若槻慎二は昭和生命京都支社の査定主任である。保険金の支払いなど金の動きに直結しているだけに、トラブルや犯罪に巻き込まれることも多い。
なかには意図的に保険会社へクレームをつける客もいる。苦情は日常業務のうち、と言ってもよさそうだ。
その若槻へ指名で呼び出しがあった。菰田重徳という男だが、若槻にはその名前に心当たりがない。それでも無視するわけにいかず、嵐電で嵯峨まで出かけて行った。目指す家は、敷地は広いものの荒れ果てている。呼んでみたが返事がない。そこへ菰田が帰ってきて一緒に家へ入ったところが、菰田の息子・和也が首を吊って死んでいるのを発見する。
警察は、首に残った紐の痕から自殺と結論づけた。
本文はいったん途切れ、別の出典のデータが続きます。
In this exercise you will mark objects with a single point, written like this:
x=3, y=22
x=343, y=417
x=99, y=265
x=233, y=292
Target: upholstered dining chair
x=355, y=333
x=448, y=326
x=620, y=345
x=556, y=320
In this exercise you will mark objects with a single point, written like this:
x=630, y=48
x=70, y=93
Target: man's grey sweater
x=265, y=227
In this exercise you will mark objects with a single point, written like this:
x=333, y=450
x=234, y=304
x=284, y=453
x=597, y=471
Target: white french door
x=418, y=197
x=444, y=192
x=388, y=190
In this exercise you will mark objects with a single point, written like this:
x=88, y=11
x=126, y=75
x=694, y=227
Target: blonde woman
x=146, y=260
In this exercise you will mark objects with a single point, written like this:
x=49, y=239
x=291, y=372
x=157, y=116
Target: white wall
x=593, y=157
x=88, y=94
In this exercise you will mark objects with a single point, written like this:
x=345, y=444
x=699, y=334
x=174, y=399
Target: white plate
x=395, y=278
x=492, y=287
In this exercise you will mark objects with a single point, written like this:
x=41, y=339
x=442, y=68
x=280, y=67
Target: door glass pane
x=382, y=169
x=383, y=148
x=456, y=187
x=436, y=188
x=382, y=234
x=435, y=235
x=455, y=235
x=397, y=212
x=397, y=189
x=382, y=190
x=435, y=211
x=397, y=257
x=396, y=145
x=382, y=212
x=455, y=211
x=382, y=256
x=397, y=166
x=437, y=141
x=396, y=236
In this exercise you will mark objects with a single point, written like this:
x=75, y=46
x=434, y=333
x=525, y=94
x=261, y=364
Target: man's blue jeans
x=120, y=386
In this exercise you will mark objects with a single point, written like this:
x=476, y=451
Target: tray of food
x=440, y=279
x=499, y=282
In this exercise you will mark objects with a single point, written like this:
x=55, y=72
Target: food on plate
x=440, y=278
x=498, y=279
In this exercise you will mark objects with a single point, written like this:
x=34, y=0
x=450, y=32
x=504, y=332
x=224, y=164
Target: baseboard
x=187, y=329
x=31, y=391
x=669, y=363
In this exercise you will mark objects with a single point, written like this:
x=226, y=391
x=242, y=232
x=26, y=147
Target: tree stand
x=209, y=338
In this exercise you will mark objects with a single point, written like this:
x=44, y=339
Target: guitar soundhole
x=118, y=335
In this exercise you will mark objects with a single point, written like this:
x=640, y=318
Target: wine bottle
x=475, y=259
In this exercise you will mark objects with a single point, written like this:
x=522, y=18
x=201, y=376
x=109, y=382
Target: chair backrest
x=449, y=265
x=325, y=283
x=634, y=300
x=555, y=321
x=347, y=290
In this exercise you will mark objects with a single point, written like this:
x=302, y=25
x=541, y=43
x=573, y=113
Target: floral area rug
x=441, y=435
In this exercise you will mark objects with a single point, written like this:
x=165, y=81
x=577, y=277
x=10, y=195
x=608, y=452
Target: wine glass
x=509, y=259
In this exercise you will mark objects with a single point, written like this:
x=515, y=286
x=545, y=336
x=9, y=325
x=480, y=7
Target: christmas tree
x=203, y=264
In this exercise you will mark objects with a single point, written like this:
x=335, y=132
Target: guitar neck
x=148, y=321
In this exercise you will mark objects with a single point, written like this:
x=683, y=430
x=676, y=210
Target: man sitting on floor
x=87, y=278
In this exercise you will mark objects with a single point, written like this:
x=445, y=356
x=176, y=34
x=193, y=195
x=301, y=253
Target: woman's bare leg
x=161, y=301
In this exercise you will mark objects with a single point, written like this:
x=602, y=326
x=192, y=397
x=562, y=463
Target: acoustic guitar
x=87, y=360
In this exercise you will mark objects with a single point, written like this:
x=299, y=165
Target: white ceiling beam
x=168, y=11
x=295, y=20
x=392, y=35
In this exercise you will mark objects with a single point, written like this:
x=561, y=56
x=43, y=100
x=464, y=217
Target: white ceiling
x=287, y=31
絞殺してから吊るした場合と首を吊って死んだ場合とでは首にできる傷痕がまったく違うらしい。
和也は500万円の死亡保険に加盟していた。
若槻は死体を発見したときの様子から、菰田による保険金殺人を疑う。保険金の支払いは本社扱いとなり、査定に時間がかかる。菰田は毎日支社に現れ、早期の支払いを請求する。
ようやく、保険金が支払われることになり、若槻は納得しがたい気持ちと同時に安堵感を取り戻すことができた。
ところが、これは事件の始まりで、これから戦慄のドラマが展開する。
さて、本書で興味をそそるのは、何と言っても保険業界の内幕である。保険金殺人はときとしてニュースになることがあるが、実際は詐取の目的が達成されてニュースにならないものもかなりあるのではないか、と思わせる。
生命保険は、業界の人に言わせれば安心を売っているということにもなろうが、その対象は“命”である。
してみれば、奇麗ごとだけでは済まされない。ましてや、モラルが崩壊していると言われている現代である。